Last night my husband and I ordered up a movie from Netflix, enjoying the convenience of directly streaming the film of our choice to our very own personal television.
At least, that’s how it was supposed to work. In reality, it took us nearly half an hour just to choose a movie. That’s not because of fundamental disagreements about genre (he understands that I’m not going to indulge in Jackie Chan with him, just as I know that he probably won’t want to watch yet another iteration of Jane Austen with me). I suspect our indecision was largely the result of too much choice.

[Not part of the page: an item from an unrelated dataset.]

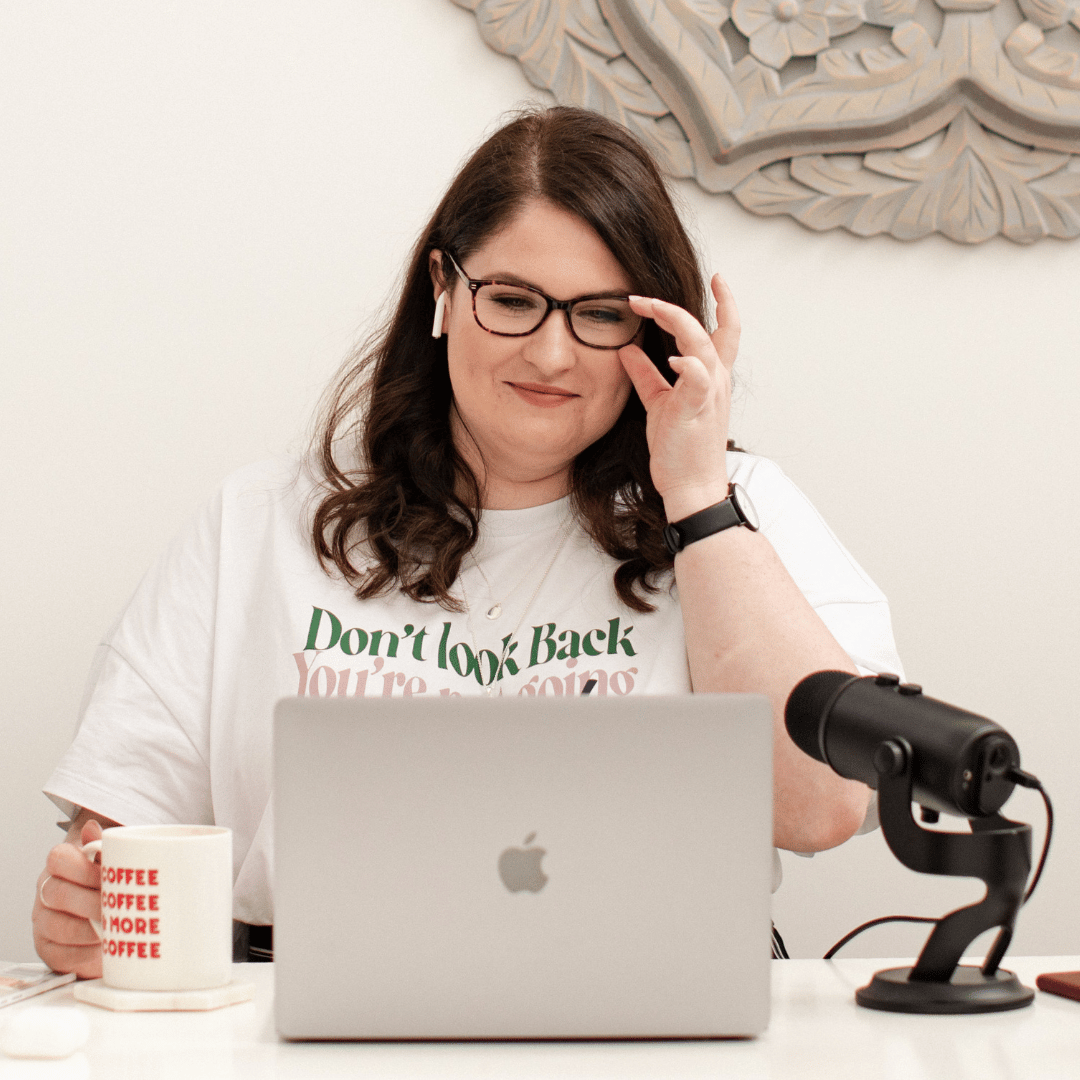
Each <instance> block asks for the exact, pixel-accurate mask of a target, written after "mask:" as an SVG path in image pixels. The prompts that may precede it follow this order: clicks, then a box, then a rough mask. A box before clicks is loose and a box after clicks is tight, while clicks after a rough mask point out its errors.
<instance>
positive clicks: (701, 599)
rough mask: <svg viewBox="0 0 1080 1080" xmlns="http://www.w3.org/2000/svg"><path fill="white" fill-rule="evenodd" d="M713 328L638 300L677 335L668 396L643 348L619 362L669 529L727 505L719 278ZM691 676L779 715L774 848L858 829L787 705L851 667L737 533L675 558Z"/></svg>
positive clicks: (784, 586)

At what point does unlimited choice begin to hamper our enjoyment? It’s not just in entertainment where our options are exploding: In 1949, the average American grocery store carried 3,750 items; today that number is near 45,000. Half a century ago, you might have walked to your little downtown bookstore to find a small selection of a couple thousand titles; today, there are twenty-four million books listed on Amazon.com.
I can’t keep up.
For my forthcoming memoir Flunking Sainthood, I spent a month not shopping and found, to my delight, that life becomes more enjoyable when some options are simply removed from the menu. In my research I read The Art of Choosing, a fascinating book by behavioral psychologist Sheena Iyengar. Her research on choice started when she was a graduate student and used to go to a big weekly market in the Bay Area. Despite the vastness of the market (250 types of cheese!) and her own gourmet tendencies, she hardly ever bought anything there. On a hunch, she decided to try an experiment that wound up becoming the basis for her career research: she set up a table at the market with samples of jam. When she offered six varieties of jam in a taste test, 30 percent of the customers who tried the jam went on to buy a jar or two. When she put twenty-four varieties on her sample table, she had more floor traffic of people stopping by for a taste, but far fewer actually made a purchase—only 3 percent went on to buy a jar of jam. The lesson Iyengar learned from this seemed counterintuitive: there is such a thing as too much choice.
So while I am thrilled with the possibilities of films I can access through Netflix (especially indy and foreign films that would be hard to obtain otherwise), and the instant satisfaction Netflix promises is indeed a wonder, I have to make peace with the idea that I’ll probably never view all the films in my own “instant queue,” let alone all the ones I see scrolling past as possible recommendations.
It may well be that the most important, and most challenging, spiritual practice of our time is in setting limits.
Portions of this blog post are taken from Jana Riess, Flunking Sainthood chapter 5, 2011.